Nebenstrecken durch das Regenbogenland

Südafrika ist ein Magnet für deutsche Touristen: Gute Infrastruktur, atemberaubende Landschaften und spektakuläre Tiersafaris locken immer mehr Reisende an. Die Journalistin Leonie March zeigt örtliche Entwicklungsansätze und kulturellen Austausch abseits bekannter Strecken.

Die meisten Reiseunternehmen in Südafrika sind im Besitz von Weißen und viele Reiseführer empfehlen die immer gleichen Routen.
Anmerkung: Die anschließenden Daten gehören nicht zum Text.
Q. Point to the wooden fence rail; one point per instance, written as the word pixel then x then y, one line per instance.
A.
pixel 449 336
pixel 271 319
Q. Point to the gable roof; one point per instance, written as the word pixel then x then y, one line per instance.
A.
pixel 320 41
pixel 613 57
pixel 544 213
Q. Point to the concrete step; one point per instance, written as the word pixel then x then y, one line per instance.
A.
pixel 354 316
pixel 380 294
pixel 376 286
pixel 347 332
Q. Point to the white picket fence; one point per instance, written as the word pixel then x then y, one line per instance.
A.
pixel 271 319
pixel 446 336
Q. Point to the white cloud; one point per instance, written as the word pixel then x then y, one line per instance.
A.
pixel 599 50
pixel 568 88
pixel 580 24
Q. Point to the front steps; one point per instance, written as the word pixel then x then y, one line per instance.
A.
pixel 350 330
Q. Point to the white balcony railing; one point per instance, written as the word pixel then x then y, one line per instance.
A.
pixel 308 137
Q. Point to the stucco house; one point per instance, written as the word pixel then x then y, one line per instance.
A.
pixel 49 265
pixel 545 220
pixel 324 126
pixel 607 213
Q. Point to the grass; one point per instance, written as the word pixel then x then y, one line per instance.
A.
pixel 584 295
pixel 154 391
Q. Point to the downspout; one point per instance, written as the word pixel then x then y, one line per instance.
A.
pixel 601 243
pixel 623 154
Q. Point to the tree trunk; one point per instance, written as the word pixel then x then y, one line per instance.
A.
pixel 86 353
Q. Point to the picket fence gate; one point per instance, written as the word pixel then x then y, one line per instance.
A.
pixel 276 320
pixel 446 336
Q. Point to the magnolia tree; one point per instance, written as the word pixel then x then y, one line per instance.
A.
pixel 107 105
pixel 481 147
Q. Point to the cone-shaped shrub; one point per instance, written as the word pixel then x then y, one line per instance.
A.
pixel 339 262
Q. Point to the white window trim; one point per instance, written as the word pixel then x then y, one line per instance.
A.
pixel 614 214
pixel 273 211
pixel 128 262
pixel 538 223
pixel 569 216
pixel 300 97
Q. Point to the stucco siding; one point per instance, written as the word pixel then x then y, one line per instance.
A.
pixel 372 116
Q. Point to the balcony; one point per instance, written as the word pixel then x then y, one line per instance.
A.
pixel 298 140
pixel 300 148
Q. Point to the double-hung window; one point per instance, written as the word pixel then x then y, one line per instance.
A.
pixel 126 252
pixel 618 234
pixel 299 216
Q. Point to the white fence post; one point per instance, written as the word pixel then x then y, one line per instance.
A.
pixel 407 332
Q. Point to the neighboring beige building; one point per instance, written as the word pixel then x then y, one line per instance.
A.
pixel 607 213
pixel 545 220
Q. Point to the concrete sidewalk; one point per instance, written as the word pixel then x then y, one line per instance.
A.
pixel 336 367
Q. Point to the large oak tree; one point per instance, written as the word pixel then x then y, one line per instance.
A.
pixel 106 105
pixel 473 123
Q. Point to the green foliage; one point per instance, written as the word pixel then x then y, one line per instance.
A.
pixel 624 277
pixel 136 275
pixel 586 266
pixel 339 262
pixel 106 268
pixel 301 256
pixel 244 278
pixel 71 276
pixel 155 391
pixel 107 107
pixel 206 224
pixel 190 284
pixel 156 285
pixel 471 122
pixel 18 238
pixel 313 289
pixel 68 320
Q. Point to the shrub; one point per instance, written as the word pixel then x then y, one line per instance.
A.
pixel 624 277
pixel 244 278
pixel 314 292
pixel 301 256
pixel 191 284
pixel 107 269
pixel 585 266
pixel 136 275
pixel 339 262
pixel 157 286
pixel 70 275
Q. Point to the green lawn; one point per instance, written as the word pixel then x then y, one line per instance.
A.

Wer wirklich etwas vom Land kennenlernen will, dem sei das Buch von Leonie March empfohlen. Die Journalistin lebt seit einigen Jahren in der Hafenstadt Durban und dort beginnt ihre Reise. March fragt, inwieweit Nelson Mandelas Ideale 100 Jahre nach seinem Geburtstag und fünf Jahre nach seinem Tod Wirklichkeit geworden sind. Zum Maßstab nimmt sie die christlich geprägten Visionen des früheren anglikanischen Erzbischofs von Kapstadt, Desmond Tutu, von einer Regenbogennation, also einem Zusammenwachsen der verschiedenen Bevölkerungsgruppen.
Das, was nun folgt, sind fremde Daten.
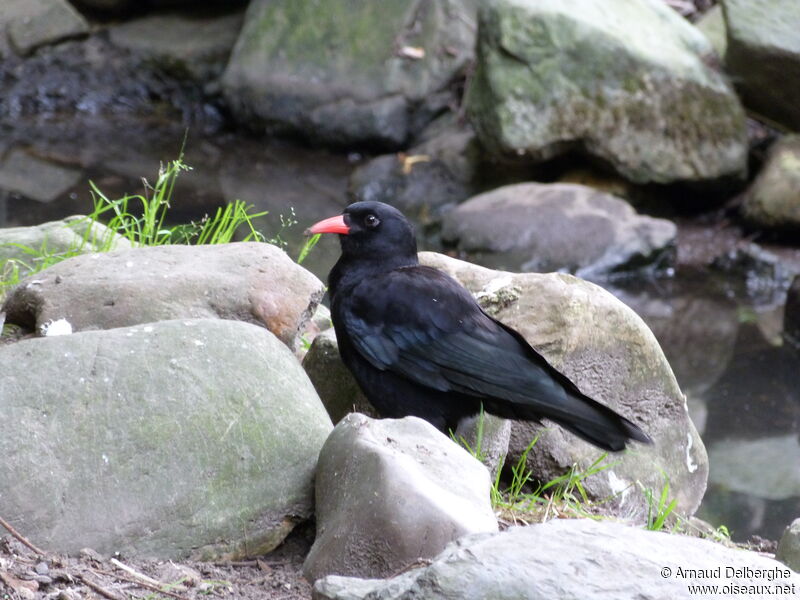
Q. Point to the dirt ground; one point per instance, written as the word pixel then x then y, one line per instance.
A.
pixel 27 575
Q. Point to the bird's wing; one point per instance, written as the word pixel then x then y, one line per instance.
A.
pixel 422 324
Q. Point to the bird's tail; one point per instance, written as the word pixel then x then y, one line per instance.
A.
pixel 591 421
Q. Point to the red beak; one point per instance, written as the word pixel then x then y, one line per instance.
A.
pixel 332 225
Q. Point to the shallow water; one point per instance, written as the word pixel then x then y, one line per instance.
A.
pixel 722 341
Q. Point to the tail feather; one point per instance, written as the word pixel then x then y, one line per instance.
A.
pixel 591 421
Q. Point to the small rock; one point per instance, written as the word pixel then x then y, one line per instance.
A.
pixel 554 76
pixel 392 491
pixel 572 558
pixel 789 546
pixel 773 201
pixel 566 227
pixel 90 554
pixel 791 321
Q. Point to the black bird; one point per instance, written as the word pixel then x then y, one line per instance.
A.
pixel 419 344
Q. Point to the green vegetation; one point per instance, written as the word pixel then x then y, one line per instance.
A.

Die Autorin stellt Tutus Versöhnungsnationalismus bereits im ersten Kapitel auf die Probe, denn ihre Erkundungstour beginnt nicht in einer der zahlreichen Kirchen Südafrikas, sondern auf einem Markt mit traditioneller Medizin und in einem Hindu-Tempel. Während zulusprachige Kunden, die sonntags bibeltreue Kirchgänger sind, hier Heilsubstanzen aus der Pflanzen- und Tierwelt einkaufen und alles, was man sonst noch zum Leben braucht, pilgern wenige Kilometer außerhalb der Stadt festlich gekleidete Hindus am Kavady-Fest zu einem wichtigen Tempel. Dieser liegt unweit großer Zuckerrohrfelder, auf denen die Vorfahren der Südafrikaner indischer Herkunft für Hungerlöhne als Vertragsarbeiter schuften mussten. Ganze Familien wurden Ende des 19. Jahrhunderts für diesen Zweck aus Indien geholt. All das lässt March indische Bekannte und Festteilnehmer erklären. Solche Gespräche an besonderen Orten durchziehen das ganze Buch – und machen es so lesenswert.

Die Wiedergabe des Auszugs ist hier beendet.